During World War II Cooley began doing jobs for promoter Foreman Phillips, who maintained a circuit of huge ballrooms catering to the thousands of defense industry workers in Los Angeles. Phillips was notorious for firing rejecting any musician who tended toward bandstand improvisation and Cooley’s style fit Phillips bill perfectly. After Phillips chose the fiddler to replace Singing Cowboy star and bandleader Jimmy Wakely at the Venice Pier Ballroom in 1942, Cooley assembled one of the largest Western swing orchestras ever, featuring critical talents like vocalists Tex Williams, Deuce Spriggins and Smokey Rogers, the innovative steel guitarist Joaquin Murphy and Noel Boggs, a former steel man for Bob Wills’ Texas Playboys. Cooley’s band, with its multiple fiddles, guitars and accordion, created a rich, full sound, and his elaborate arrangements of old time fiddle tunes like “The Devil’s Dream” had an almost symphonic sound that was altogether unique.

In 1945, Cooley signed with Columbia subsidiary Okeh Records and his debut release, “Shame on You” rocketed to #1 on the country charts, staying there for over two months. The song—and its flipside “A Pair of Broken Hearts” (which made the Top Ten)— spent an impressive total of 32 weeks on the chart. That year Cooley also married Ella Mae Evans, one of his many fiddlers, and racked up another Top Ten hit, with (an ironically prophetic title), “I’ve Taken All I’m Gonna Take From You.”

Riding high in 1946, Cooley was upgraded from Okeh to the flagship Columbia label itself, and continued to churn out hits.
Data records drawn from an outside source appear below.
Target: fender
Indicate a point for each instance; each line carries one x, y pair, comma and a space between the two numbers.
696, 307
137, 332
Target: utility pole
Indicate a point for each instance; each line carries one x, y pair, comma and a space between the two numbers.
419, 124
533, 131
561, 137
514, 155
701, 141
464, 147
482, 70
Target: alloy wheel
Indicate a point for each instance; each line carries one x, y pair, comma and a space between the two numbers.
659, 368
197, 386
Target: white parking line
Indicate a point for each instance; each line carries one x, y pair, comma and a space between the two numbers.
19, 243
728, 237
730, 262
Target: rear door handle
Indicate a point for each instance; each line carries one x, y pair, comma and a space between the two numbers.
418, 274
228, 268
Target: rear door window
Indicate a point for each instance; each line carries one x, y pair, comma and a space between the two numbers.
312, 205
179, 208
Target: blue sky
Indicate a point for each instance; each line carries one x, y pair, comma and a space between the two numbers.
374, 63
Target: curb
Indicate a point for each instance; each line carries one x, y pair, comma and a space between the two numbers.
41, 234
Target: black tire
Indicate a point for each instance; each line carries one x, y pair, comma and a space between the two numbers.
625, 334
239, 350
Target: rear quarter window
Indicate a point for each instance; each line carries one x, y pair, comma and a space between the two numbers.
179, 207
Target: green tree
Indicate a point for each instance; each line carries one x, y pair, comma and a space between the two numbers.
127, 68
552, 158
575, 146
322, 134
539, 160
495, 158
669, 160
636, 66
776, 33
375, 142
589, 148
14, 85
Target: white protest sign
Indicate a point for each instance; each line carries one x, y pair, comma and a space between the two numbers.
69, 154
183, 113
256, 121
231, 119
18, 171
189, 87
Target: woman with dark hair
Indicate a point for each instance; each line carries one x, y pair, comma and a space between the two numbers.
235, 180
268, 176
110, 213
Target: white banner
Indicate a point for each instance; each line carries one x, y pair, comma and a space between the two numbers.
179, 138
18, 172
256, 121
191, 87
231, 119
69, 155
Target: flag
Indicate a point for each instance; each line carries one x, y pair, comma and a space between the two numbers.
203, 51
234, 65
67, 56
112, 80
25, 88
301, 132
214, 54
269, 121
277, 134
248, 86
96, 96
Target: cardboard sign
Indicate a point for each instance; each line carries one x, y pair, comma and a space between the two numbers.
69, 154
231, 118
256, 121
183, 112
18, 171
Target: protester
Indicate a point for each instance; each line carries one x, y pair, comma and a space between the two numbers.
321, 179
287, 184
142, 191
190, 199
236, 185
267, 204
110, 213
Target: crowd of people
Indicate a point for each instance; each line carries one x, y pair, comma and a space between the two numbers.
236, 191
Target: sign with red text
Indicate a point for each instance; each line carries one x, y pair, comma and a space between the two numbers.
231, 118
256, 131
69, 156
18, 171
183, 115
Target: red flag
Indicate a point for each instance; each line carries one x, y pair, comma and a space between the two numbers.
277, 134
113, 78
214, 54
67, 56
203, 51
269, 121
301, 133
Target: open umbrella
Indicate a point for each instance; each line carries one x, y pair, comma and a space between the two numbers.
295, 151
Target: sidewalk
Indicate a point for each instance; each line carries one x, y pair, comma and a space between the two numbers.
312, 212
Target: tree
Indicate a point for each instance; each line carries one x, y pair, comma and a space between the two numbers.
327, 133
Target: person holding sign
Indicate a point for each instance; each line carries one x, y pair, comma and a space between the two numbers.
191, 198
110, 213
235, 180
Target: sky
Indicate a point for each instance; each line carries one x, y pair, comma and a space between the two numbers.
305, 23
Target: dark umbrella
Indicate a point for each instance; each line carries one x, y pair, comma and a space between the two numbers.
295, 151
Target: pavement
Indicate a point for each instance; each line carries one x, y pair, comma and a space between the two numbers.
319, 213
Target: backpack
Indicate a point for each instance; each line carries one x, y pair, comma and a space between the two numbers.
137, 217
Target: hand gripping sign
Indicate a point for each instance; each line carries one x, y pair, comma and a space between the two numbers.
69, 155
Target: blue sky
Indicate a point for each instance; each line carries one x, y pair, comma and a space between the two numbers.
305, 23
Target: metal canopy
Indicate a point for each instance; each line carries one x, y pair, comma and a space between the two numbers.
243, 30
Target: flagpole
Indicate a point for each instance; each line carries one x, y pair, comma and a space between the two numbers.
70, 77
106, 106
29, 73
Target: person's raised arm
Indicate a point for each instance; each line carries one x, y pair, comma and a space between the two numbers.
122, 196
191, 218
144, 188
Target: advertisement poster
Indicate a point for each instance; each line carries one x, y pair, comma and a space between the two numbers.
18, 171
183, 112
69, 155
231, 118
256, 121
This time it was another double-sided Top Three disc, “Detour” and “You Can’t Break My Heart,” and 1947’s Top Five “Crazy ‘Cause I Love You.” Each of these featured Tex Williams’ wry, warm vocals, but when Williams asked for a raise, the hotheaded Cooley fired him. Williams left, and so did the core of the band, who followed him to Capitol to record the monster taking blues crossover smash “Smoke! Smoke! Smoke! (That Cigarette).”

By this point Cooley was hosting the Foreman Phillips produced Hoffman Hayride television program, broadcast live every Saturday night from KTLA’s Sunset Boulevard Studios. The show was a runaway success—contemporary audience estimates had three quarters of TV sets in the area tuning it in—and Cooley’s profile continued to rise through appearances in half a dozen cowboy flicks, as well as his own musical shorts, “King of Western Swing” and “Spade Cooley & his Orchestra.”

But by the mid-’50s, Cooley suffered a series of heart attacks which necessarily curtailed his activities and the fiddler, and he began spending more and more time on his ranch in a remote part of Kern County. Cooley became psychotically insecure and insanely jealous of wife Ella Mae and, on April 3, 1961, a drunken Cooley finally lost control and not only beat his wife to death, he made point a to do so in front of their 14-year-old daughter. Convicted on her testimony, he was incarcerated, but in 1969 was allowed to perform at Sheriff’s benefit concert in Oakland, California. He won a standing ovation from the crowd, walked offstage, suffered a massive heart attack and dropped dead.